I am working with survey data and need to compare the means of a couple of variables. Since this is survey data, I need to apply survey weights, requiring the use of the svy prefix. This means that I cannot rely on Stata's ttest
command. I essentially need to recreate the results of the following two ttest
commands:
ttest bcg_vaccinated == chc_bcg_vaccinated_2, unpaired
ttest bcg_vaccinated == chc_bcg_vaccinated_2
bcg_vaccinated
is a self-reported variable on BCG vaccination status while chc_bcg_vaccinated_2
is BCG vaccination status verified against a child health card. You will notice that chc_bcg_vaccinated_2
has missing values. These indicate that the child did not have a health card. So missing indicates no health card, 0 means the vaccination was not given, and finally, 1 means the vaccination was given. But this means that the variables have a different number of non-missing observations.
I have found the solution to the second ttest
command, by creating a variable which is a difference between the two vaccination variables:
gen test_diff = bcg_vaccinated - chc_bcg_vaccinated_2
regress test_diff
The above code runs only for the observations where both vaccination variables are non-missing, replicating the paired t-test listed above. Unfortunately, I cannot figure out how to do the first version. The first version would compare the means of both variables on the full set of observations.
Here are some example data for the two variables. Each row represents a different child.
clear
input byte bcg_vaccinated float chc_bcg_vaccinated_2
0 .
1 0
1 1
1 1
1 0
0 .
1 1
1 1
1 1
1 0
0 .
1 1
1 1
0 .
1 1
1 1
1 0
0 .
1 0
1 0
1 0
0 .
0 .
1 1
0 .
You need to get the data into a suitable form for a regression:
. ttest bcg_vaccinated == chc_bcg_vaccinated_2, unpaired
Two-sample t test with equal variances
------------------------------------------------------------------------------
Variable | Obs Mean Std. err. Std. dev. [95% conf. interval]

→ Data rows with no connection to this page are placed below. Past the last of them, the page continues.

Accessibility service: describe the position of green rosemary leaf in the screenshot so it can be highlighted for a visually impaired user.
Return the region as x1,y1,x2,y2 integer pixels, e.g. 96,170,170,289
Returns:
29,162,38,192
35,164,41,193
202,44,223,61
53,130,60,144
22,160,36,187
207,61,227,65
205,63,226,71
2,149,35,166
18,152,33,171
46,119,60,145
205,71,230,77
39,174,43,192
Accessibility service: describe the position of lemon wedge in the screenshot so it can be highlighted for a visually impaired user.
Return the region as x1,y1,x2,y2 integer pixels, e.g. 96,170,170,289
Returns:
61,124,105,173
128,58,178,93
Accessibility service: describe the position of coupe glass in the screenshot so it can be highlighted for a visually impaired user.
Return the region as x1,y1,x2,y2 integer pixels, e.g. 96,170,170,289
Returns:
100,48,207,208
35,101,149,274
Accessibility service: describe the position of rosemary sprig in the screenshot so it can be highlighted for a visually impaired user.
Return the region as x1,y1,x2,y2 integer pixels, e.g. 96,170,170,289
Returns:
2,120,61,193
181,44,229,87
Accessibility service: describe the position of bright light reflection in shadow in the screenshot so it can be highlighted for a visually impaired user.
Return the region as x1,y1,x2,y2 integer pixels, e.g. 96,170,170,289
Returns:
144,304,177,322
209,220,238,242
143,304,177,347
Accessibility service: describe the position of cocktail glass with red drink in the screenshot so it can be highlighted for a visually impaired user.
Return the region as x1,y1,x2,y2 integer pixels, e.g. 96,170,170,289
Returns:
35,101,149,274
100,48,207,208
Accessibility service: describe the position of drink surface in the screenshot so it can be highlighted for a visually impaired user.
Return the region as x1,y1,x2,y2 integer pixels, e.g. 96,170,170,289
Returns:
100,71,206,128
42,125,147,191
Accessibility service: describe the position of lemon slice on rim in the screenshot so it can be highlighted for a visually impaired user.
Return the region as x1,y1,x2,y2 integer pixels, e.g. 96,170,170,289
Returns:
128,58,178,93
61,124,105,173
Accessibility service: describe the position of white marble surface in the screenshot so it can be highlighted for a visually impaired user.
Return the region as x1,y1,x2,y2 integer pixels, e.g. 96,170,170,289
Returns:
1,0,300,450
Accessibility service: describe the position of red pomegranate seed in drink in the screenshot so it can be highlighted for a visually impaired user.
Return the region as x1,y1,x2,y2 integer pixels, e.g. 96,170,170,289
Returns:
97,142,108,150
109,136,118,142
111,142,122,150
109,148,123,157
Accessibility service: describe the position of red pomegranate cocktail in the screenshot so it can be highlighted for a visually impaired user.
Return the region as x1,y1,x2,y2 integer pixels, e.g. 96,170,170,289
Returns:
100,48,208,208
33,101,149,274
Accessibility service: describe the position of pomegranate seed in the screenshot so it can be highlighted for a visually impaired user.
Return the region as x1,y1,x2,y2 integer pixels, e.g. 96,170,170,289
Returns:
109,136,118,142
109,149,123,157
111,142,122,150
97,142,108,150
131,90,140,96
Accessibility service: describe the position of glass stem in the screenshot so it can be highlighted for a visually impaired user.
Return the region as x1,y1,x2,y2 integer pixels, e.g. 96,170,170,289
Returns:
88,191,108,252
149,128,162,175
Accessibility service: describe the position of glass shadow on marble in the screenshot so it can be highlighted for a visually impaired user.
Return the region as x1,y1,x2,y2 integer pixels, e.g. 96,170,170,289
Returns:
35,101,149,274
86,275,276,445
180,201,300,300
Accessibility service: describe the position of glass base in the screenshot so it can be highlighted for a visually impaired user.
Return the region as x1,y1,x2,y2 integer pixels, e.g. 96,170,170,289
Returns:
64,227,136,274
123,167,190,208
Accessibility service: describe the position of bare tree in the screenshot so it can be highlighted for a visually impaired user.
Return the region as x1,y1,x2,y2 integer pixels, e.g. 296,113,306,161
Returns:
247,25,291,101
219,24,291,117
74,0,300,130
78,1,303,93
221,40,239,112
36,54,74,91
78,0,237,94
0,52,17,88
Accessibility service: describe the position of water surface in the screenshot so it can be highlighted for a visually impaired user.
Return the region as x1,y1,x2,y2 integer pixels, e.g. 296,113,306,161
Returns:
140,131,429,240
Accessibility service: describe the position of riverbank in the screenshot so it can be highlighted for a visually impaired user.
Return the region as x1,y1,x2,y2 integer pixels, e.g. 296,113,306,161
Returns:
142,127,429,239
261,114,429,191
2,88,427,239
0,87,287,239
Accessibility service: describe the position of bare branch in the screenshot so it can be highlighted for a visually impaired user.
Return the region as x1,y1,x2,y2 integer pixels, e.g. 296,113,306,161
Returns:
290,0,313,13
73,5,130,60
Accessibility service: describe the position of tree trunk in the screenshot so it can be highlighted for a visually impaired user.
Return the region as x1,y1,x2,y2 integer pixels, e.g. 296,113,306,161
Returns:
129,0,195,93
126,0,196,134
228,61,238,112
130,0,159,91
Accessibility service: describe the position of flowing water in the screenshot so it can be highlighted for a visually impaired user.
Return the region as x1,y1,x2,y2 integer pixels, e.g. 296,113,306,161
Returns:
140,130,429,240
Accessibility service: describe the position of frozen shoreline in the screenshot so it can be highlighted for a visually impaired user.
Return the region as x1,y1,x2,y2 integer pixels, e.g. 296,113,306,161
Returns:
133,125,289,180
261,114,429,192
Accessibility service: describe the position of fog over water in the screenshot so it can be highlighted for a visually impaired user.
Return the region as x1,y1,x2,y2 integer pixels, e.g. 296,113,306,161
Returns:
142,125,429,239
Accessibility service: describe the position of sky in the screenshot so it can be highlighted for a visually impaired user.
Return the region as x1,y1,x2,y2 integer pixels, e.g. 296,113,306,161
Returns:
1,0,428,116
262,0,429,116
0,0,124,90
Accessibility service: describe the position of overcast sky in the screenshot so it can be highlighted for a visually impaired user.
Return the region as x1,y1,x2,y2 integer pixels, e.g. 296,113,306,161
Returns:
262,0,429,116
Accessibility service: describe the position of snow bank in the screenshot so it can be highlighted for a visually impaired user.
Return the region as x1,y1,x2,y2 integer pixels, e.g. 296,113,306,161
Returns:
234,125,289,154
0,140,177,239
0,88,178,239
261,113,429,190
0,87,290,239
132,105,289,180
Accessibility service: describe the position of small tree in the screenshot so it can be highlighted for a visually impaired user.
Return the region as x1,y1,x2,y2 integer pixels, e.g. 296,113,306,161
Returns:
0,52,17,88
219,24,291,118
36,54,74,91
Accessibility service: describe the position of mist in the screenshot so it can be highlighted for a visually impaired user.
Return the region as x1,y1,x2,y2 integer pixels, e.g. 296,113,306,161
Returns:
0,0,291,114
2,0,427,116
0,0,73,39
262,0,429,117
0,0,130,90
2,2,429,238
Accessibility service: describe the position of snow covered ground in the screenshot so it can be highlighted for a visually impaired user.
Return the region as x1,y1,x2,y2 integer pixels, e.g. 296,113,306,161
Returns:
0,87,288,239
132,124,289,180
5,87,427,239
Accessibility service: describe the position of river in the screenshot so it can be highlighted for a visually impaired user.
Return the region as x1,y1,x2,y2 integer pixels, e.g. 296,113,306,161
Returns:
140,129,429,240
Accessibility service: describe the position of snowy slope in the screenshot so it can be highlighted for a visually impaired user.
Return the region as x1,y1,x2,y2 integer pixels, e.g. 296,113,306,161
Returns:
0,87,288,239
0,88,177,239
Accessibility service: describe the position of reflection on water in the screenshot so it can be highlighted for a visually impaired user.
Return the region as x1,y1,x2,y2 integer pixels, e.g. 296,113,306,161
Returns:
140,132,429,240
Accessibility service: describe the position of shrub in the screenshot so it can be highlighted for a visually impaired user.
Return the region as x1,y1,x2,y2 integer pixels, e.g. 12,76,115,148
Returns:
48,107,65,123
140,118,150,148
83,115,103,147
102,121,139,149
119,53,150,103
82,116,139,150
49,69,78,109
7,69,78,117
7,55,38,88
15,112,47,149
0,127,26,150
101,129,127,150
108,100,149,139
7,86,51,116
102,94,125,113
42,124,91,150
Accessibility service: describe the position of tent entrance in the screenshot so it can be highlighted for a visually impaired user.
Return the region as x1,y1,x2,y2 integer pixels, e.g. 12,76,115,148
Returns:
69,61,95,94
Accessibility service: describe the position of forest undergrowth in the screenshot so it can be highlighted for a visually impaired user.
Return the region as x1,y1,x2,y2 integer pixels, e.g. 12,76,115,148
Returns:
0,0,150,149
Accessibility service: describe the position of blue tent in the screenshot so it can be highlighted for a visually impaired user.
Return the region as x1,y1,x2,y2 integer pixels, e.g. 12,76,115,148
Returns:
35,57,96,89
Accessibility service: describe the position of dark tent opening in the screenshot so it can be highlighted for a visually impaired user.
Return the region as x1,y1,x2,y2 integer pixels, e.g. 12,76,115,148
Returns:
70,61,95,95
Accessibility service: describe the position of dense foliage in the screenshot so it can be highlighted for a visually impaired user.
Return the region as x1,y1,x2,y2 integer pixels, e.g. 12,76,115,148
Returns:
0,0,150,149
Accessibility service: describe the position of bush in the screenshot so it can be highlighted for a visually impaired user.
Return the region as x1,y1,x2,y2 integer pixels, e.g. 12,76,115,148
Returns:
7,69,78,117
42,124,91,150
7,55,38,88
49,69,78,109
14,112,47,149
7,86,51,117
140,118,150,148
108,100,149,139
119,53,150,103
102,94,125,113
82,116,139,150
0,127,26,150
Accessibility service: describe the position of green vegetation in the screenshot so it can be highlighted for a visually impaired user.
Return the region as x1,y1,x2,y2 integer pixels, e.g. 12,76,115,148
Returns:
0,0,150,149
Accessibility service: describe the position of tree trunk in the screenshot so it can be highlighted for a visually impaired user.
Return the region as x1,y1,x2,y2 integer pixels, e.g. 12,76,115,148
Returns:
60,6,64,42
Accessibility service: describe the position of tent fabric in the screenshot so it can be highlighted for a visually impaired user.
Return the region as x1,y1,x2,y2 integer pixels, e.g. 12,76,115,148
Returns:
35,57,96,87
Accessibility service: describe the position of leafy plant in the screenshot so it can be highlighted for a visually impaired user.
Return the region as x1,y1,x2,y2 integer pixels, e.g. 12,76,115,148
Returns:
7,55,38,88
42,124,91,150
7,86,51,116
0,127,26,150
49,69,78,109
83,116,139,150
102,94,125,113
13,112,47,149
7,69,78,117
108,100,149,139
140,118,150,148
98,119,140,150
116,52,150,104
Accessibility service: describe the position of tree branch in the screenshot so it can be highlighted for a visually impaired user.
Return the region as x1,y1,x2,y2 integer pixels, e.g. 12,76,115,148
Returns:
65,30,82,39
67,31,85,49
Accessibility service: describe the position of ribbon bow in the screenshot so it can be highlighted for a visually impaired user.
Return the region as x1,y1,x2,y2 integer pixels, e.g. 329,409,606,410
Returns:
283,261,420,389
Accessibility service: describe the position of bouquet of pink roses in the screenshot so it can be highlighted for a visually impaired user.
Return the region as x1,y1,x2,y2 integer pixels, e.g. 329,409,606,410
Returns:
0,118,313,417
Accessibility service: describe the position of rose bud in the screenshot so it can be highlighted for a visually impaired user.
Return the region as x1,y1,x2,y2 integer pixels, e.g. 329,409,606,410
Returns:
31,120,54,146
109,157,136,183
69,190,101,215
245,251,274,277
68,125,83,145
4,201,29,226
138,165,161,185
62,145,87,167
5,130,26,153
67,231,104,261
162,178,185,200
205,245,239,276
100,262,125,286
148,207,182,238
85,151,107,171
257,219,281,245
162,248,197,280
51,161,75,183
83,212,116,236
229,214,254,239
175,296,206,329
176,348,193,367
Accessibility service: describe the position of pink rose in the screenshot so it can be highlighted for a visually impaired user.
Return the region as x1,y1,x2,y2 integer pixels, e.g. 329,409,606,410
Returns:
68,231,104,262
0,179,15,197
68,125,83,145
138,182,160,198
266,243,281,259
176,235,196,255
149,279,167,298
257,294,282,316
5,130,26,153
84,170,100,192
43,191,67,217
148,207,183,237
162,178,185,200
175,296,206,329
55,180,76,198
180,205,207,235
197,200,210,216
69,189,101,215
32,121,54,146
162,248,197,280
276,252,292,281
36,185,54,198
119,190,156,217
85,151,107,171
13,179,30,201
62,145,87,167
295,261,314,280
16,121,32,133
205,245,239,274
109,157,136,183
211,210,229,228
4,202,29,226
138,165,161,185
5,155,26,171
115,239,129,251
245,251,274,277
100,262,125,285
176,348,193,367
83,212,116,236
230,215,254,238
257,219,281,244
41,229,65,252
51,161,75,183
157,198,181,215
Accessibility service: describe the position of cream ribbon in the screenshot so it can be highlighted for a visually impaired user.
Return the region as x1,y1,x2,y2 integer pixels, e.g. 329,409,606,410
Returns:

---------+--------------------------------------------------------------------
bcg_va~d | 25 .68 .095219 .4760952 .4834775 .8765225
chc_bc~2 | 17 .5882353 .1230382 .5072997 .3274059 .8490647
---------+--------------------------------------------------------------------
Combined | 42 .6428571 .0748318 .4849656 .4917312 .7939831
---------+--------------------------------------------------------------------
diff | .0917647 .1536653 -.2188044 .4023338
------------------------------------------------------------------------------
diff = mean(bcg_vaccinated) - mean(chc_bcg_vaccin~2) t = 0.5972
H0: diff = 0 Degrees of freedom = 40
Ha: diff < 0 Ha: diff != 0 Ha: diff > 0
Pr(T < t) = 0.7231 Pr(|T| > |t|) = 0.5538 Pr(T > t) = 0.2769
. display r(p)
.5537576
. quietly stack bcg_vaccinated chc_bcg_vaccinated_2, into(vax_status) clear
. quietly recode _stack (1 = 1 "SR") (2 = 0 "CHC"), gen(group) label(group)
. regress vax_status i.group
Source | SS df MS Number of obs = 42
-------------+---------------------------------- F(1, 40) = 0.36
Model | .085210084 1 .085210084 Prob > F = 0.5538
Residual | 9.55764706 40 .238941176 R-squared = 0.0088
-------------+---------------------------------- Adj R-squared = -0.0159
Total | 9.64285714 41 .235191638 Root MSE = .48882
------------------------------------------------------------------------------
vax_status | Coefficient Std. err. t P>|t| [95% conf. interval]
-------------+----------------------------------------------------------------
group |
SR | .0917647 .1536653 0.60 0.554 -.2188044 .4023338
_cons | .5882353 .1185553 4.96 0.000 .3486261 .8278445
------------------------------------------------------------------------------
. testparm 1.group
( 1) 1.group = 0
F( 1, 40) = 0.36
Prob > F = 0.5538
. display r(p)
.5537576
The testparm
and display
are not needed; they just show more digits.